Дед присел на маленькую скамеечку, размял в руках сигарету, осторожно приоткрыл топку. В лицо пахнуло жаром, но он привычным движением быстро схватил горящую головешку, прикурил и бросил её назад в печь.
– А дров-то, считай, нет. Опять надо где-то искать. Вот ведь незадача, – забеспокоился старик.
Иван Егорович Липатников, семидесяти девяти лет, вдовец, коренной житель села Калиновка, доживал свои годы в полном одиночестве. Жена, Матрёна Филипповна, бывшая доярка, умерла пять лет назад. Старший сын Степан, закончив военную службу и соблазнившись заманчивыми предложениями своего армейского дружка, отправился за заработками «на севера» и приехал оттуда в цинковом гробу. Рассказывали, что убили его бывшие зеки, которых много в тех краях. Будто бы не поделили что-то да повздорили.

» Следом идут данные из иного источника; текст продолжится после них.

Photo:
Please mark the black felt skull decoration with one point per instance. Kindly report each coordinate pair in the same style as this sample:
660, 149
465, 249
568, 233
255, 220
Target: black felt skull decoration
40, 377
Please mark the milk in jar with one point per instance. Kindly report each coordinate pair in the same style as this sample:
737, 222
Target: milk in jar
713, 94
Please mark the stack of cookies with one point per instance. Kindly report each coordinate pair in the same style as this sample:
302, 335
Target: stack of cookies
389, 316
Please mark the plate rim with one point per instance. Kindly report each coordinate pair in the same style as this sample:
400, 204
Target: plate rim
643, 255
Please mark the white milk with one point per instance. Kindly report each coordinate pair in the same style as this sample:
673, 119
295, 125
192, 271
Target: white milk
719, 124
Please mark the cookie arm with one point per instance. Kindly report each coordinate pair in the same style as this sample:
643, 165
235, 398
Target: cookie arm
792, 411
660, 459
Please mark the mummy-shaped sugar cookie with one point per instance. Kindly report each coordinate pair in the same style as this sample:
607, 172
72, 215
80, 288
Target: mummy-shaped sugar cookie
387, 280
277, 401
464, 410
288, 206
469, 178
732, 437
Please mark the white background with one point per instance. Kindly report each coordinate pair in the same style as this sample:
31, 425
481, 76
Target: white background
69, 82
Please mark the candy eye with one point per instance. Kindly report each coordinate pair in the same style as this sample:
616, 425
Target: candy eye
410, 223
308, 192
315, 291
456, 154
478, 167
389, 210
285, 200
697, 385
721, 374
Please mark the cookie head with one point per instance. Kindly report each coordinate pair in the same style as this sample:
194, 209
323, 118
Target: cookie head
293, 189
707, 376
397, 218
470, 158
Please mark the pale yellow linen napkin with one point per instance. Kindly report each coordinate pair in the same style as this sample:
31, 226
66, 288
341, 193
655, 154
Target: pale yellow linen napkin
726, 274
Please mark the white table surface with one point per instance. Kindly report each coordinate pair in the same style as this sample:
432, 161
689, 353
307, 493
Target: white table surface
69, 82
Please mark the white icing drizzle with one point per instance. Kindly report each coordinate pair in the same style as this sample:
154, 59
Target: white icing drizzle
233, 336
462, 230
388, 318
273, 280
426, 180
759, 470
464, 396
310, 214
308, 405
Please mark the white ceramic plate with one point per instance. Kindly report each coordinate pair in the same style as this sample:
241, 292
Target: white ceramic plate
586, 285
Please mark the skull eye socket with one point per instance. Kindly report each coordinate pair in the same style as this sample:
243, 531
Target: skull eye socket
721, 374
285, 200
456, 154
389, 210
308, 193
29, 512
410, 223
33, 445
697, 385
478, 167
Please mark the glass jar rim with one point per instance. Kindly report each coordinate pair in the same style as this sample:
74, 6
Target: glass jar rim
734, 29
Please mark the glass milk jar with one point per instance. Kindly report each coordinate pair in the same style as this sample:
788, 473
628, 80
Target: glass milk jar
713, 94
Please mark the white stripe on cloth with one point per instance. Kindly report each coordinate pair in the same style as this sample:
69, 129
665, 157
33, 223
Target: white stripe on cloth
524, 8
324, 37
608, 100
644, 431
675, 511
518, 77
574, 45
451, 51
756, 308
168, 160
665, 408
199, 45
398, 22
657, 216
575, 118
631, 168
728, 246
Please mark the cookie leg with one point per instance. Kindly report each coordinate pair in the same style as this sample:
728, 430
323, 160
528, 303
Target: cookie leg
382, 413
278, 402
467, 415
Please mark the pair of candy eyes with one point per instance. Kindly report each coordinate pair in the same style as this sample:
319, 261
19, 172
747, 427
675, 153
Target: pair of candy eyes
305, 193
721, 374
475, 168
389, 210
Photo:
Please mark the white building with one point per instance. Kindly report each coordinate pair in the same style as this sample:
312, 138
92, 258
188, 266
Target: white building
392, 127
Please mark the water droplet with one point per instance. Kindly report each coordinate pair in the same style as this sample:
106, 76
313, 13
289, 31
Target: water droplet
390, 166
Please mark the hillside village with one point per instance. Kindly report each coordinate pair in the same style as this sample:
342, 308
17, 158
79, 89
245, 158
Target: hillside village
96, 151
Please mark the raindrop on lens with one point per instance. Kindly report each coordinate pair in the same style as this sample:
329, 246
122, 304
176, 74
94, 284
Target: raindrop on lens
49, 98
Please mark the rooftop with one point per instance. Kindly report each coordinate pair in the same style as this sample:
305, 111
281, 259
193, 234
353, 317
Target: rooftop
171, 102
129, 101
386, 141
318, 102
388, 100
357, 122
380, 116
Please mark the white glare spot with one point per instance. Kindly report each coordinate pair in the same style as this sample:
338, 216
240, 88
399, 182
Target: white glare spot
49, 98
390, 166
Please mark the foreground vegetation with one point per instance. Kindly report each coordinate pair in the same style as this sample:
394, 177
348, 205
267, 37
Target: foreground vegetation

И младший сын Фёдор погиб трагически. Он на тракторе во время начавшегося дождя соскользнул с грунтовой дороги и, перевернувшись вместе со «стальным конём», упал на дно оврага. Сломал себе шею. Родни в селе никого не осталось, и жизнь старика катилась к неумолимому финишу. Обихаживали его соседки, сердобольные пенсионерки. Помогали с уборкой и стиркой, покупали в магазине продукты, захватывали из города нужные лекарства. В общем, поддерживали по-соседски.
Колхоз «Путь Ильича», где Иван Егорович трудился механизатором, давно развалился. А когда- то хозяйство по надоям молока было первым в районе. Собственность прибрали к рукам ухватистые члены правления, растащили по кускам и долям. Новоиспеченные фермеры быстро прогорели, едва столкнувшись с трудностями дикого рыночного беспредела. Заброшенные и заросшие бурьяном поля, разрушенные фермы, пустые хлебные тока, разворованные машинные мастерские и гаражи представляли собой жалкое зрелище.
Лишь бывший агроном Сергей Круглов с семьёй и тремя десятками рабочих, напрягая силы, продолжали упорную борьбу с природными напастями и голодными до взяток чиновниками. Они обрабатывали свои земельные участки, выращивали на мясо бычков и свиней, содержали два магазинчика. Сергей втайне лелеял мечту создать с единомышленниками небольшую, современную молочную ферму, но, прикинув, во что это обойдётся, откладывал рискованное дело до лучших времён. Это была команда настоящих работяг, добывающих деньги исконным крестьянским трудом.
Народ в селе большей частью спился и вымер. Почти вся молодежь уехала в город, а затем продала чужим людям дома своих умерших родителей. Дачники и приезжие изменили лицо деревни. Иван Егорович сначала плевался, завидев в страдную летнюю пору праздных парней и девиц в плавках и купальниках. Негодовал, слушая по ночам пьяные крики и долбящую по мозгу громкую музыку. Потом как-то смирился и махнул рукой…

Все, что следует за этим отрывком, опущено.